Thursday, 23 May 2013

Money Launderers Using No-Questions-Asked Art Market to Cover Criminality

Of course antiquity sales is a very good example of all the tendencies discussed in this article from the Jewish Voice (Boruch Shubert, 'Money Launderers Using Art to Cover Criminality', 22 May 2013 )  which primarily has in mind other forms of "art"):
New revelations by law enforcement officials in both the United States and overseas show how money launderers – ever eager to find new ways to cover up their criminal deeds – are utilizing thousands of expensive artworks to disguise their illegitimate profits and unlawfully transfer assets on an international scale. Seeking ways to circumvent stricter government oversight of classical money-laundering methods, purveyors of such nefarious activity as smuggling, arms dealing and drug trafficking are taking advantage of the harder-to-track art market in much greater numbers than before.[...] The lucrative art market has become the money laundering vehicle of choice for so many because it is devoid of the legal safeguards found in most other industries. [...] it is relatively easy to move a painting from one country to another; the price of such an item can be raised or lowered by millions of dollars arbitrarily; and the identities of purchasers and sellers tend to be kept secret with a vengeance, leaving law enforcement to merely speculate who was actually involved, the source of the money and whether the price was suspicious. 

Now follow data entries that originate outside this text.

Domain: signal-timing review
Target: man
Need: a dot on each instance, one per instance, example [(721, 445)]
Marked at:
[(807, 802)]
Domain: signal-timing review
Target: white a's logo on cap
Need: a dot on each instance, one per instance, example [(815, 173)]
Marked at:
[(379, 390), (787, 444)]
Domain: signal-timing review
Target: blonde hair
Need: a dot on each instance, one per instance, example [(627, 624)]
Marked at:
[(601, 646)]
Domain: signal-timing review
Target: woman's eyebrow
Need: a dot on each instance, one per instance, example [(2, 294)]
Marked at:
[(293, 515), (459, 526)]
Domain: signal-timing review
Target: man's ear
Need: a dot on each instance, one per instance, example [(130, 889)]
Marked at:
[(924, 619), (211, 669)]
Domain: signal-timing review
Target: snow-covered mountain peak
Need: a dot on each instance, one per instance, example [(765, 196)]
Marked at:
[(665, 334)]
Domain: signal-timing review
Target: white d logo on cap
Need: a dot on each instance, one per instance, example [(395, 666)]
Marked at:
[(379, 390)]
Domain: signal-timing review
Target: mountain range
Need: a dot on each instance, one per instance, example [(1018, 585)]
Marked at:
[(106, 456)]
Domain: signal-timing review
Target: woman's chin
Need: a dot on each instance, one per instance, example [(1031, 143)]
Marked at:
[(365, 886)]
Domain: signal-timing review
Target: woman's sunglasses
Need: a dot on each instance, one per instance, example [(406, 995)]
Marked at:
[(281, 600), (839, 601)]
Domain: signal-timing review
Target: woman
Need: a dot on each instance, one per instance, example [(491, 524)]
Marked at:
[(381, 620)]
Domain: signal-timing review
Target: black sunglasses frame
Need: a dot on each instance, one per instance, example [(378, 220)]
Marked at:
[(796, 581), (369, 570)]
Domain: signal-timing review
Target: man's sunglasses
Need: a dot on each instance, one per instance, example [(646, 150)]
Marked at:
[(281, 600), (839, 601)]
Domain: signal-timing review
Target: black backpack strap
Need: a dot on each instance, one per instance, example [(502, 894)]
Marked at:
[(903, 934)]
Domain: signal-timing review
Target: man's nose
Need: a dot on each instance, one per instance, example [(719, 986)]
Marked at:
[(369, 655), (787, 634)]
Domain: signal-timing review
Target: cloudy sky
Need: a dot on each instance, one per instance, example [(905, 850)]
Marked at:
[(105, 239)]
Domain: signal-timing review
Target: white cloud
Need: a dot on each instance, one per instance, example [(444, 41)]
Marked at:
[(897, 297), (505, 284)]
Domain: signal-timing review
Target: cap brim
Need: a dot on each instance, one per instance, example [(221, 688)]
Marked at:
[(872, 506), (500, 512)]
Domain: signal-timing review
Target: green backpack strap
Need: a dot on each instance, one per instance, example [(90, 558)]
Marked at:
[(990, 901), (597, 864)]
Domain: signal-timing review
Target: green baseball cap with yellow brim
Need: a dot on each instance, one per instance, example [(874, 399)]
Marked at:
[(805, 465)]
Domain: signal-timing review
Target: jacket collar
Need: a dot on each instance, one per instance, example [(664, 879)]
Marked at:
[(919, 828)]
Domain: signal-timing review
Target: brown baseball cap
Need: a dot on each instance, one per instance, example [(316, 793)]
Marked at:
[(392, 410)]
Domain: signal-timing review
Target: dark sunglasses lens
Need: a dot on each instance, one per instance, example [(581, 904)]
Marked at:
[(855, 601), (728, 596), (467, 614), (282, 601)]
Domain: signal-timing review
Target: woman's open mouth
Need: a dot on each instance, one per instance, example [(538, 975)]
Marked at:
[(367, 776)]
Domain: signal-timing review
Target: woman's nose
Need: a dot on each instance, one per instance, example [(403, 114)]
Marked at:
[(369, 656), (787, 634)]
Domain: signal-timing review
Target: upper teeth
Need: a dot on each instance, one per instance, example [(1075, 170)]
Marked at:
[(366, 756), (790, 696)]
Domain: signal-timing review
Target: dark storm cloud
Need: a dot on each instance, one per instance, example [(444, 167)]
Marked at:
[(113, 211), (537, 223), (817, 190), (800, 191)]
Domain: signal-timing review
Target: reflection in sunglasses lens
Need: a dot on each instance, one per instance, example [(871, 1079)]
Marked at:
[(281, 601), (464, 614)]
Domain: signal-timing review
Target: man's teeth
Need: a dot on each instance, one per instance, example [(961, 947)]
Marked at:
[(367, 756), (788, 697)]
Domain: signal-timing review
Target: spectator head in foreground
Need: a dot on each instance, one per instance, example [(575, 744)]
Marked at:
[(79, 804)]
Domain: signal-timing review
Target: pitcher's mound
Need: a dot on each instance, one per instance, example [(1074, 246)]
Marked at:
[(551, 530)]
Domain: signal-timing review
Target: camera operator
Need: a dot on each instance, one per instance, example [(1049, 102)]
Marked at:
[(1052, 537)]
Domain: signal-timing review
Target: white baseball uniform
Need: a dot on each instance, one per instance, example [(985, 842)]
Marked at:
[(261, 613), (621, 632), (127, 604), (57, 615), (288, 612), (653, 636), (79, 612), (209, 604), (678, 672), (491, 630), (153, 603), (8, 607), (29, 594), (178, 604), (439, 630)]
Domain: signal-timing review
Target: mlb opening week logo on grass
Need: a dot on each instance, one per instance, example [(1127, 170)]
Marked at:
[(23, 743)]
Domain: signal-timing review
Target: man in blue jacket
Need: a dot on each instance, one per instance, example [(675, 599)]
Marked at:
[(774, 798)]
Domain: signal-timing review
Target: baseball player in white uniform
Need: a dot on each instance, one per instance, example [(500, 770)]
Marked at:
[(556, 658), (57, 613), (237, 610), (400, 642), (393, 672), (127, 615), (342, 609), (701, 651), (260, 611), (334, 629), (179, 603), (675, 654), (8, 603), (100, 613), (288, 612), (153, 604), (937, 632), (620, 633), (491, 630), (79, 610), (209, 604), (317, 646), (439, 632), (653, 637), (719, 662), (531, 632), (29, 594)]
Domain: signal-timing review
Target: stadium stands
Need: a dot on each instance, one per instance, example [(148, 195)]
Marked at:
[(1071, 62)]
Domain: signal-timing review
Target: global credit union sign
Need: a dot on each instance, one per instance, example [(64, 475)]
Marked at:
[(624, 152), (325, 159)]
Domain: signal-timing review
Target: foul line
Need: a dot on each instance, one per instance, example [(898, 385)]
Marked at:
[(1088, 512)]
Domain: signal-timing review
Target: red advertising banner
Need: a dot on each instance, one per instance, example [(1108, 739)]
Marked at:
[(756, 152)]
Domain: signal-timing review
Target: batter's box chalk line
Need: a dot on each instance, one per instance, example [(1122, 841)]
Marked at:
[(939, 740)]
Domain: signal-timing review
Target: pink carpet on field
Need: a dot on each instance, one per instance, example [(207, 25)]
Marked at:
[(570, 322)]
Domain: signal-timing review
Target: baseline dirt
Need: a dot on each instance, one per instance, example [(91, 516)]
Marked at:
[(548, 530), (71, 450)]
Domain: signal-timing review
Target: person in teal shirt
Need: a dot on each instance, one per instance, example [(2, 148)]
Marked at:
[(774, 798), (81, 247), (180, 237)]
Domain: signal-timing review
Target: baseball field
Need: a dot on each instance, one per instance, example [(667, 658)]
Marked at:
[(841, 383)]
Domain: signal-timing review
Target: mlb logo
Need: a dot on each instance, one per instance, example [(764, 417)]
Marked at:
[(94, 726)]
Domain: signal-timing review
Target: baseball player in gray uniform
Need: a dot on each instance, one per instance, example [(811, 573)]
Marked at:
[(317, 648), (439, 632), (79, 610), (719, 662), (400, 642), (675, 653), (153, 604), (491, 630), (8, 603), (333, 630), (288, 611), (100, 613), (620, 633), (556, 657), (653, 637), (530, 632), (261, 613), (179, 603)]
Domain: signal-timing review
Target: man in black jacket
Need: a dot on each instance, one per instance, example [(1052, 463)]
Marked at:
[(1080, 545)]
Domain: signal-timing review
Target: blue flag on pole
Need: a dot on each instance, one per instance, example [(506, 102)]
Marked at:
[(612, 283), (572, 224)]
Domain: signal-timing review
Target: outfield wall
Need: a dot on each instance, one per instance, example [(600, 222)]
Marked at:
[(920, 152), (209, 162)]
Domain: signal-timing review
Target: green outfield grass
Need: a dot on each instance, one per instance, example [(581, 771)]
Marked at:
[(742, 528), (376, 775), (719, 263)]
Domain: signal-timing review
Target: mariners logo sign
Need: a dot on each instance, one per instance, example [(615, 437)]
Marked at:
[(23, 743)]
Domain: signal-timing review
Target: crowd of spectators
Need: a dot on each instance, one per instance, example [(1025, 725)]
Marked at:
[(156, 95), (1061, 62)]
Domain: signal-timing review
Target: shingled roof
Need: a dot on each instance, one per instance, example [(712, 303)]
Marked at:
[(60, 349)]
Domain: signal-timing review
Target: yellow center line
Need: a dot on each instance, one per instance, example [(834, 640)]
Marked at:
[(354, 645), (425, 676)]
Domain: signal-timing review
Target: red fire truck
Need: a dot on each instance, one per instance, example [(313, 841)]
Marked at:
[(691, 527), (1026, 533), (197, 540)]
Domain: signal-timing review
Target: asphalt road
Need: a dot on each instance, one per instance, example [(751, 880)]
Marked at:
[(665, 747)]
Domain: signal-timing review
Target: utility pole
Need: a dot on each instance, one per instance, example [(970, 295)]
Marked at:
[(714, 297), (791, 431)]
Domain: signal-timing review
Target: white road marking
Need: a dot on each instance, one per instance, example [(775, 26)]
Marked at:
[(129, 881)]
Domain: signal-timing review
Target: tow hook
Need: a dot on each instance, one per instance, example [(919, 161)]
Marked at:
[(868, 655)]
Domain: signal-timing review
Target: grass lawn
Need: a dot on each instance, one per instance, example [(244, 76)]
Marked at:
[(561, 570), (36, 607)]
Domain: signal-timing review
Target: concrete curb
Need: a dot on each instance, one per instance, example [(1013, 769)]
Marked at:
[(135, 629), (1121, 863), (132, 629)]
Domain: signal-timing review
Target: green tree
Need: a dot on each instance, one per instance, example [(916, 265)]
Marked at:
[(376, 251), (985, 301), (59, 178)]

New legislation in the EU and USA has been instituted to deal with this problem, but is insufficient. The article appears to be a plug for a soon-to-be-published book, "Money Laundering Through Art", by Fausto Martin De Sanctis. This calls for more focused international regulation of the art market.  For their part, art dealers try to play down the role of art sales in the criminal underworld.
Art dealers and their clients are greatly reluctant to relinquish the trademark secrecy that is historically embedded within their business practices. In fact, the Art Dealers Association of America scoffs at the very notion that using art as a means of laundering money is a serious concern. “The issue is not an industry-wide problem and really does not pertain to us,” insisted Lily Mitchem Pearsall, the association’s spokeswoman.
Well, they would would they not? But if they are so sure of that, why not let's have the transparency from them they demand of lawmakers who produce regulations which affect the industry? Then we will see for ourselves.